Of course that's a Y2k-type disaster scenario, but it's a sad fact that that there are actors seeking the capability to militarize hacking on a grand scale, and others who seriously and desperately want to subvert the dominant paradigm and revert to older ones (Aleksandr Dugin in Russia being a good example, though fortunately not a very influential one). In a way, the US has yet to fully recover from 9-11, for example; the country has been in a defensive military posture ever since, suffered the economic equivalent of a heart attack ~7 years later, and has now undertaken a course of international isolationism and domestic policy that seems perverse by historical standards.
I don't disagree with you on the general resilience of software and networked information structures, indeed I'd say they're the best hope for our society and (contrary to the arguments of this writer) that maybe we should be hurrying to make our political and economic structures work more like the internet does, so that when they're damaged society can route around the damage rather than being paralyzed by it. What if, for example, we were able to do away with legislatures and the corruption they engender, and find a way to manage our legal codes like Wikipedia or Github projects at their best?

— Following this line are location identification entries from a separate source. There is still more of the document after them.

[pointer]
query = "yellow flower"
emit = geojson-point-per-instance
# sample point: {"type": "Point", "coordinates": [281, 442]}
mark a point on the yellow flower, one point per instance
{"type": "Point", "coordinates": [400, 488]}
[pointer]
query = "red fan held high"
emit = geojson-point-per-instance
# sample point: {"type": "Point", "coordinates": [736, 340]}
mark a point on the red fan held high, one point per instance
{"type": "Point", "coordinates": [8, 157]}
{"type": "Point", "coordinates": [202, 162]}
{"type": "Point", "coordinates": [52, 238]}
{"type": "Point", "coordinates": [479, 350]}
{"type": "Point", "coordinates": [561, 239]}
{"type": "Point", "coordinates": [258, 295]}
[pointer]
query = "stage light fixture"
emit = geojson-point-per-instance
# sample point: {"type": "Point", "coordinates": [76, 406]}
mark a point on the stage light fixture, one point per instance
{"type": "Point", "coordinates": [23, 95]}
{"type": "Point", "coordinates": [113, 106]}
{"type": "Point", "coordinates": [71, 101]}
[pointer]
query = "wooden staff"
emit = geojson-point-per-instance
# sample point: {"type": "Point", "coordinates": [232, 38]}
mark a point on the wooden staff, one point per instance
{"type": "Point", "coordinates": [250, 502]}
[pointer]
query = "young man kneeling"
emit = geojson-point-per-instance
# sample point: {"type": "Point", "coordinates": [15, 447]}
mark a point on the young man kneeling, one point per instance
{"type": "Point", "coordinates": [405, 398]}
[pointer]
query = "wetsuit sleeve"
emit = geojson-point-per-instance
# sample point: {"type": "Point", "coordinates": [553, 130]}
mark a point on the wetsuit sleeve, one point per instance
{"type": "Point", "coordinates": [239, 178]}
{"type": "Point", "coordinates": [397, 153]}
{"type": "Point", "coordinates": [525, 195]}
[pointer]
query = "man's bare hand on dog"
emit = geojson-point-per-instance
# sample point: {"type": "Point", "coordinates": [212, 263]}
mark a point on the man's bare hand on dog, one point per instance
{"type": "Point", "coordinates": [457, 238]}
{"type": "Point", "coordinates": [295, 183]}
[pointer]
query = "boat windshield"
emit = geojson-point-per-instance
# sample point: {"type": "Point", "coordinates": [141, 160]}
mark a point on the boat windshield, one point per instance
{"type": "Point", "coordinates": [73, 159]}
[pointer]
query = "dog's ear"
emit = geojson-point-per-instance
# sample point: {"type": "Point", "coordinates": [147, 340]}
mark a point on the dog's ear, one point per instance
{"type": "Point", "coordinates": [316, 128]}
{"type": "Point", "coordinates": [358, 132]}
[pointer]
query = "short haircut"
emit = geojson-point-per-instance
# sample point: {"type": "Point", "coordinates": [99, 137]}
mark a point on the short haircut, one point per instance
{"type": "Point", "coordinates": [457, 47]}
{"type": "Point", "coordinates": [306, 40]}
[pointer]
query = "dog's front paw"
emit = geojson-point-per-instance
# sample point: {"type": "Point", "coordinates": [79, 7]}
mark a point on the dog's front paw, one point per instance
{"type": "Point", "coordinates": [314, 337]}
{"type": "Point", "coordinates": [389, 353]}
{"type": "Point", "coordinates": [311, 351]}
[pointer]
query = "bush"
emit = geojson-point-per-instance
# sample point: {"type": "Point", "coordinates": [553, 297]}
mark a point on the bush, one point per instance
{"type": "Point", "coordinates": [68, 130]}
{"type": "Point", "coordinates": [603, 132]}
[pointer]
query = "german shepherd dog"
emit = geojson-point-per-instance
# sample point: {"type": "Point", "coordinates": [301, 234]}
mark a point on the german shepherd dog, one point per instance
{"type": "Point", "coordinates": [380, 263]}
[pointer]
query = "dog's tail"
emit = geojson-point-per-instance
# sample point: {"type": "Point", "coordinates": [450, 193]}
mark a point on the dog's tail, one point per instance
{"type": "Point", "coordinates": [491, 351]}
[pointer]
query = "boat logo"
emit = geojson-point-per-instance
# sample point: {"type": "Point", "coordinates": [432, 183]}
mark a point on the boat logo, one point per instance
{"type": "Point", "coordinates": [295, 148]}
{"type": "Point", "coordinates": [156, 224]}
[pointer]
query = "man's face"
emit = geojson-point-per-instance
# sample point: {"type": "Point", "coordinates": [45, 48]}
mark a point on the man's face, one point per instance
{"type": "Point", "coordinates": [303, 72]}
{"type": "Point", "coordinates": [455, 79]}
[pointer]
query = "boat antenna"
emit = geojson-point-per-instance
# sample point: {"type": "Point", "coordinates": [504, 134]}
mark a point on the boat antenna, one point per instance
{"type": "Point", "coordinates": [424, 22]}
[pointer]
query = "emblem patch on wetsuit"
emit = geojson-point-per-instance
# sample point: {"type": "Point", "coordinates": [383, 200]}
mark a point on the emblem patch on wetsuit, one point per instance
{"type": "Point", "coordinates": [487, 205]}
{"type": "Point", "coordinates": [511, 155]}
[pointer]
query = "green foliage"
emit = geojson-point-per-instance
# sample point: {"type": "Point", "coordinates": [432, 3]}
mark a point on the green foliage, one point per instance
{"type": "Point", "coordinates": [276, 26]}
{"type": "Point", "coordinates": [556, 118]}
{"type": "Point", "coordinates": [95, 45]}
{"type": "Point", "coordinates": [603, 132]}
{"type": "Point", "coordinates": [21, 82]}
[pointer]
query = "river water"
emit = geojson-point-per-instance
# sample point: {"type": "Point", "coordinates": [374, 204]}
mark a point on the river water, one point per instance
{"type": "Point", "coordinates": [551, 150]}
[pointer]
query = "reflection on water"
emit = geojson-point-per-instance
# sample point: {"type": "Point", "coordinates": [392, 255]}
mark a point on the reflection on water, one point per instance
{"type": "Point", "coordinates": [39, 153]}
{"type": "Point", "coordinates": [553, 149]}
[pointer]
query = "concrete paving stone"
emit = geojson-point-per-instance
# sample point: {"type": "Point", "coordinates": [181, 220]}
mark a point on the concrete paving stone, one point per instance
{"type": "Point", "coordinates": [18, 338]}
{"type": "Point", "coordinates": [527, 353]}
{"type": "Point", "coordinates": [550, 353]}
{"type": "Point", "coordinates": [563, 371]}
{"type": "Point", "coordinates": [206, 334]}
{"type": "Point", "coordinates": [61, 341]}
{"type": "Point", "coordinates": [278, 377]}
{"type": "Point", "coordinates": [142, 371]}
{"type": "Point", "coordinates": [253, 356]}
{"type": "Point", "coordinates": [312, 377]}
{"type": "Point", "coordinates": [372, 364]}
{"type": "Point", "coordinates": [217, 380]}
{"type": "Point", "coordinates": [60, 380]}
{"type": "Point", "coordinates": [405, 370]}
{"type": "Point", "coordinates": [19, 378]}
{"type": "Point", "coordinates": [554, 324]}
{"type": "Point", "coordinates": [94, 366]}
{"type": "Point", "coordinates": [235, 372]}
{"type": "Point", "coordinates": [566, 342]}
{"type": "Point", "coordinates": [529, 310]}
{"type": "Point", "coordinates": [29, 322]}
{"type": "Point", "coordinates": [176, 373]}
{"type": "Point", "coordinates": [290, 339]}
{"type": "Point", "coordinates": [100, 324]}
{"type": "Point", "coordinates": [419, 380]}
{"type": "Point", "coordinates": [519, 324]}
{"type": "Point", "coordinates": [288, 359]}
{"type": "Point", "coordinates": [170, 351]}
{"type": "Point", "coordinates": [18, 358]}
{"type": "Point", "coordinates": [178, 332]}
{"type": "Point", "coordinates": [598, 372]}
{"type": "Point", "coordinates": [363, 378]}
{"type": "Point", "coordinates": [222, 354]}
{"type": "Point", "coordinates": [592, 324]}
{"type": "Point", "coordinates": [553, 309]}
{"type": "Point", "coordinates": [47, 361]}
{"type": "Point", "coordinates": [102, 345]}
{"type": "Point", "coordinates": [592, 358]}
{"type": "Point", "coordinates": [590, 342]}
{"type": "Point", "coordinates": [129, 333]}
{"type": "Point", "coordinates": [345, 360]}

But while we grope towards more responsive political and social structures, we have to deal with the reality of high informational interconnectedness coupled with extremely rigid and asymmetry-maximizing power and control structures that are mostly hierarchical in nature. The vast majority of our organizations, government, institutional, and corporate, are hierarchical/pyramidal in nature with a very small number of executive actors exerting operational control which then propagates downward through the organization. Even if a firm relies on an internal culture or decision-model that's more cellular or distributed in nature, those legal structures of control still matter. It's an open question how well society can function if there's an attack on those critical structural elements.
With the advent of machine learning, is it so hard to conceive of a program that can seek out the critical actors within a corporation based not on things like their PII or job descriptions, but simply the volume, frequency, and centrality of their information traffic patterns? It might not go after the CEO or upper management at all; it might go after the paralegal of the smartest lawyer in the legal department, the person in the logistics department who hasn't called in sick in 10 years, and the manager of the company canteen, whose steadiness and reliability are critical to organizational health precisely because they've become taken for granted by everyone who interacts with them. Right now cyberattacks appear (to my uneducated eye) to be launched and evaluated in terms of scale and intensity, but it's only a matter of time before they evolve a preference for criticality and simultaneity.